O parlamento indígena
Há certas idéias absurdas que é melhor atalhar no nascedouro. Uma delas é a do presidente da Funai, Mércio Pereira Gomes, defendida em entrevista concedida à jornalista Mariana Caetano e publicada domingo pelo Estado, de criar um Parlamento Indígena - isso mesmo, um Poder Legislativo constituído exclusivamente por indígenas. O embrião da instituição seria a Conferência Nacional dos Povos Indígenas, que a Funai promoverá em abril, reunindo 750 delegados de 230 "povos". Em seguida, segundo os planos do presidente da Funai, seriam criadas cotas para índios no Congresso Nacional e, em cinco anos, calcula ele, o Parlamento Indígena estaria consolidado.
A menos que não atribua às palavras que pronuncia o seu significado exato - e não imagine as conseqüências das idéias que prega -, o presidente da Funai está preparando a secessão do País. Pois não se concebe a criação de um parlamento étnico, funcionando à parte do Congresso Nacional, a não ser para dar autonomia política a seus representados.
Mas, justiça seja feita, não deve ser isso o que o antropólogo Mércio Gomes Pereira pretende - ainda que a formação de um Estado indígena destacado do Estado brasileiro seja do agrado de algumas pessoas, aqui e no exterior. O presidente da Funai já disse que os índios têm "terras demais" e, diante da reação virulenta de antropólogos, indigenistas e missionários, explicou-se a ponto de já não se saber o que ele quis dizer.
Ele também considera que, a respeito "dos direitos indígenas, temos o melhor artigo de Constituição já feito em relação à proteção. O conceito de tradicionalidade e direito originário não existe em outro país". Fosse tão bom, o tal artigo (231), e seu parágrafo 1o, não estaria sendo interpretado com tamanha latitude, a ponto de o governo considerar terra indígena qualquer pedaço que, um dia, tenha sido percorrido por um indígena - quando a letra da Carta é muito mais restritiva.
E, se fosse para respeitar a Constituição, o presidente da Funai não falaria em "povos" indígenas. A Constituição Cidadã só reconhece, no Brasil, a existência de um único povo: o brasileiro. E, assim como consagra a união do ecúmeno, a Carta proclama a indivisibilidade do território brasileiro. Portanto não há espaço, na ordem constitucional brasileira, para aventuras como as propostas pelo presidente da Funai.
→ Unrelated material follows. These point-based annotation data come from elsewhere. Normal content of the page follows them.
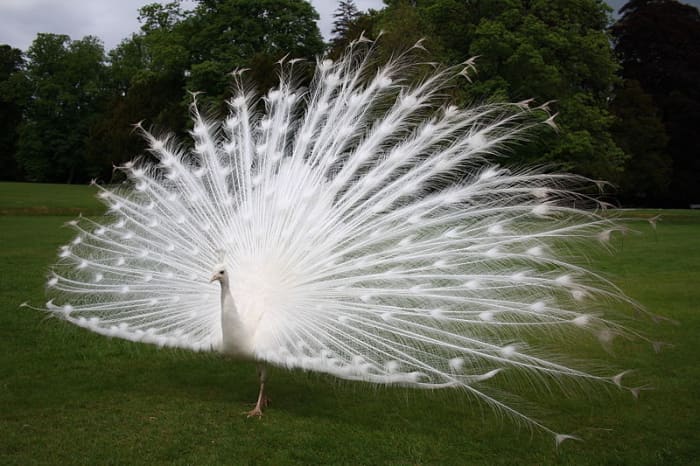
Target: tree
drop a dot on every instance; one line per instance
(65, 79)
(527, 49)
(225, 35)
(345, 15)
(641, 134)
(658, 43)
(11, 104)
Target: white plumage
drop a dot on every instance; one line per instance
(365, 230)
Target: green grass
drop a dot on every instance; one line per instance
(48, 199)
(68, 396)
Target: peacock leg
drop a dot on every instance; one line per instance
(263, 400)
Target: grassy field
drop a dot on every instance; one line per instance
(68, 396)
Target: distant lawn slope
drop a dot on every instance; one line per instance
(71, 397)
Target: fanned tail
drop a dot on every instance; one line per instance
(368, 231)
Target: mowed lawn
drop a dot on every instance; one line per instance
(68, 396)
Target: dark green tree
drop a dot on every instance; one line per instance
(344, 17)
(65, 80)
(658, 42)
(641, 134)
(11, 104)
(225, 35)
(527, 49)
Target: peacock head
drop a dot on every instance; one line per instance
(219, 274)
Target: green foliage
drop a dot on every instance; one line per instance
(658, 42)
(11, 62)
(71, 396)
(65, 81)
(556, 52)
(224, 35)
(639, 131)
(179, 51)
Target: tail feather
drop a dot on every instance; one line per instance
(367, 235)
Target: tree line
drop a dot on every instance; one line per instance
(625, 92)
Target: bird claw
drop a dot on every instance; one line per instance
(257, 411)
(254, 412)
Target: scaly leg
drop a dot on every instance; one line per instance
(263, 400)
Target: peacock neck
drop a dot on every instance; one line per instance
(235, 340)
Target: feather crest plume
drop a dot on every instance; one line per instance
(368, 232)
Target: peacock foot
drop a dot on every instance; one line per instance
(257, 411)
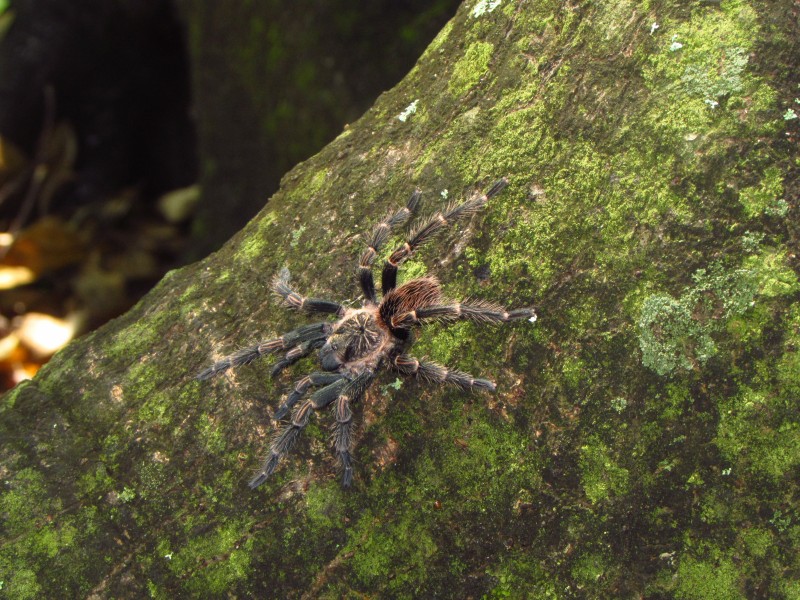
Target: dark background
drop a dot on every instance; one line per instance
(108, 107)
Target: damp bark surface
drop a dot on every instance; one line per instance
(643, 440)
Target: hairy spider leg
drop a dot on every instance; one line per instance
(380, 234)
(343, 425)
(286, 342)
(437, 222)
(435, 373)
(478, 310)
(280, 285)
(286, 438)
(301, 387)
(297, 353)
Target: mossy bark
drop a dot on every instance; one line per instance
(644, 440)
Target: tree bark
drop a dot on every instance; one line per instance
(644, 439)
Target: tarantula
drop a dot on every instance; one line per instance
(363, 340)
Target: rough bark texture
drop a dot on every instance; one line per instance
(644, 440)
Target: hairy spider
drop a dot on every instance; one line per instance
(363, 340)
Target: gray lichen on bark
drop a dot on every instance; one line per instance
(653, 190)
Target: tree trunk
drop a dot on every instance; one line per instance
(644, 438)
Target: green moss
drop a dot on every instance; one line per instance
(406, 541)
(471, 67)
(700, 72)
(589, 568)
(757, 541)
(704, 580)
(766, 198)
(213, 562)
(768, 447)
(601, 477)
(518, 577)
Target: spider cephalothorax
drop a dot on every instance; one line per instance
(363, 340)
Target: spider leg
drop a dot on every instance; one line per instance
(425, 232)
(280, 285)
(286, 438)
(436, 373)
(296, 354)
(477, 310)
(301, 387)
(287, 341)
(380, 234)
(343, 427)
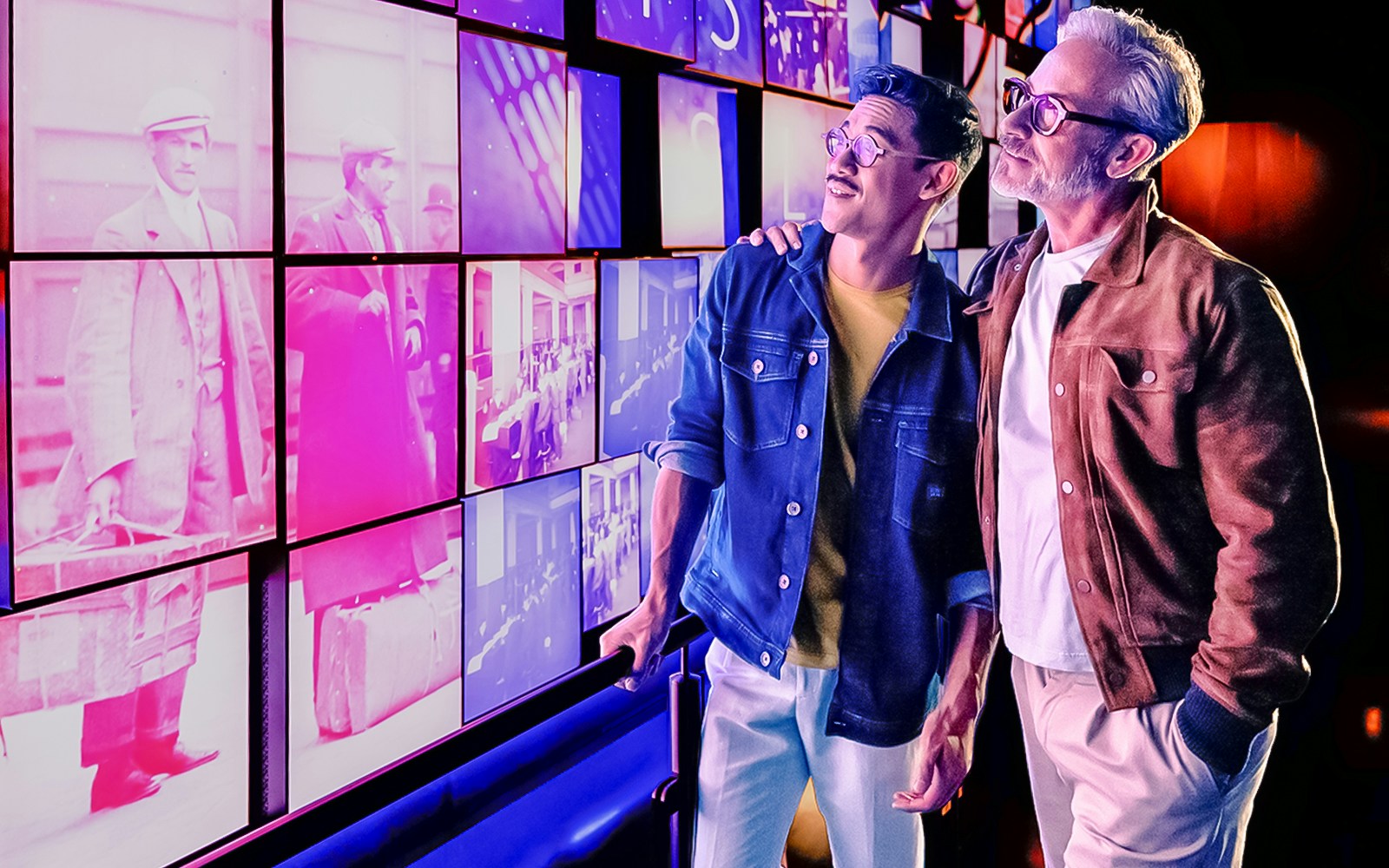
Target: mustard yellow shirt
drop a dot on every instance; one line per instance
(865, 323)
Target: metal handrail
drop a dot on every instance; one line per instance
(285, 837)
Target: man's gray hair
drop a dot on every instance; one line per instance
(1160, 94)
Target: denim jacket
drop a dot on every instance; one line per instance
(750, 423)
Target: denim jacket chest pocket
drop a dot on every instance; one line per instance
(934, 460)
(760, 379)
(1141, 403)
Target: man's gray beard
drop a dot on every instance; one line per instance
(1081, 182)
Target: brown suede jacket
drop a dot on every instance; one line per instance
(1196, 517)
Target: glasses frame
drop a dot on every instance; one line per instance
(851, 145)
(1017, 85)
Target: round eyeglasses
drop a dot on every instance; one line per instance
(1048, 111)
(863, 148)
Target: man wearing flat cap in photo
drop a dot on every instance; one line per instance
(442, 344)
(361, 439)
(171, 392)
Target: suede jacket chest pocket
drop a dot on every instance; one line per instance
(1142, 407)
(760, 378)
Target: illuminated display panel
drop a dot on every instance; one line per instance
(666, 27)
(365, 168)
(184, 101)
(729, 39)
(595, 171)
(521, 589)
(516, 106)
(543, 17)
(795, 39)
(4, 430)
(611, 496)
(375, 649)
(649, 307)
(793, 157)
(367, 392)
(530, 370)
(95, 694)
(142, 431)
(983, 62)
(699, 163)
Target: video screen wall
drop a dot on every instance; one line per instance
(391, 353)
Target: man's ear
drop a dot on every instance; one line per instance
(1131, 152)
(939, 178)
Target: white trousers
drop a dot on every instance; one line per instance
(763, 740)
(1122, 788)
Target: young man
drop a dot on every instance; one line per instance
(828, 403)
(171, 391)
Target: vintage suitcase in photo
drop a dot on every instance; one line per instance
(379, 657)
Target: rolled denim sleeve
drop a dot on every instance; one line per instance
(694, 442)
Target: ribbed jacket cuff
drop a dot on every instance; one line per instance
(1215, 733)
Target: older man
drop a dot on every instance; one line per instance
(1153, 495)
(828, 402)
(171, 389)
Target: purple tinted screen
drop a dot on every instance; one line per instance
(729, 39)
(143, 434)
(793, 157)
(513, 111)
(530, 367)
(595, 173)
(649, 307)
(521, 589)
(370, 391)
(611, 539)
(543, 17)
(90, 685)
(657, 25)
(795, 32)
(699, 163)
(375, 649)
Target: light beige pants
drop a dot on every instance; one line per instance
(1122, 788)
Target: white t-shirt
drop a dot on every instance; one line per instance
(1035, 608)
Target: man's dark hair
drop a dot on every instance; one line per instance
(946, 122)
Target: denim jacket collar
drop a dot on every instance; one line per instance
(930, 312)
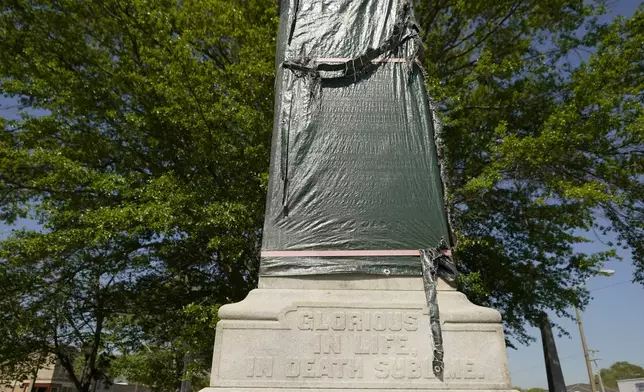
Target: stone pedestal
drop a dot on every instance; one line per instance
(354, 333)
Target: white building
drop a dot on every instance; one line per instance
(631, 385)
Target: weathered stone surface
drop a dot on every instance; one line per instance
(358, 333)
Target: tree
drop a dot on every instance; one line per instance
(147, 163)
(146, 168)
(540, 144)
(620, 371)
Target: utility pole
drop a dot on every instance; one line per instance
(593, 387)
(589, 367)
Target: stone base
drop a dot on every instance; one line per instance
(358, 333)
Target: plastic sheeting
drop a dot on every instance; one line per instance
(354, 162)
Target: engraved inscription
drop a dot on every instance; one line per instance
(259, 367)
(381, 344)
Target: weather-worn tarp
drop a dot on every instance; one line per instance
(354, 161)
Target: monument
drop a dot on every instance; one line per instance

Nos Estados Unidos, alguns povos indígenas tinham uma organização política e social sofisticada - por exemplo, a Confederação dos Seis Povos dos Grandes Lagos tinha, no século 17, instituições mais avançadas do que as da maioria dos países europeus - e por isso foram tratados como nações soberanas, com as quais se firmavam acordos e tratados. Em tempos recentes, a Suprema Corte americana reconheceu o estatuto privilegiado das tribos. Na Colômbia, onde 20% da população é constituída por índios, eles têm lugares reservados no Parlamento. Em alguns países da América Central, de população predominantemente indígena, algumas comunidades têm relativa autonomia administrativa.
Mas essas são situações inteiramente diferentes da brasileira. Não faz sentido comparar, como fez o presidente da Funai, o caso da Colômbia com as condições do Brasil. Aqui, os indígenas correspondem a 0,3% da população nacional.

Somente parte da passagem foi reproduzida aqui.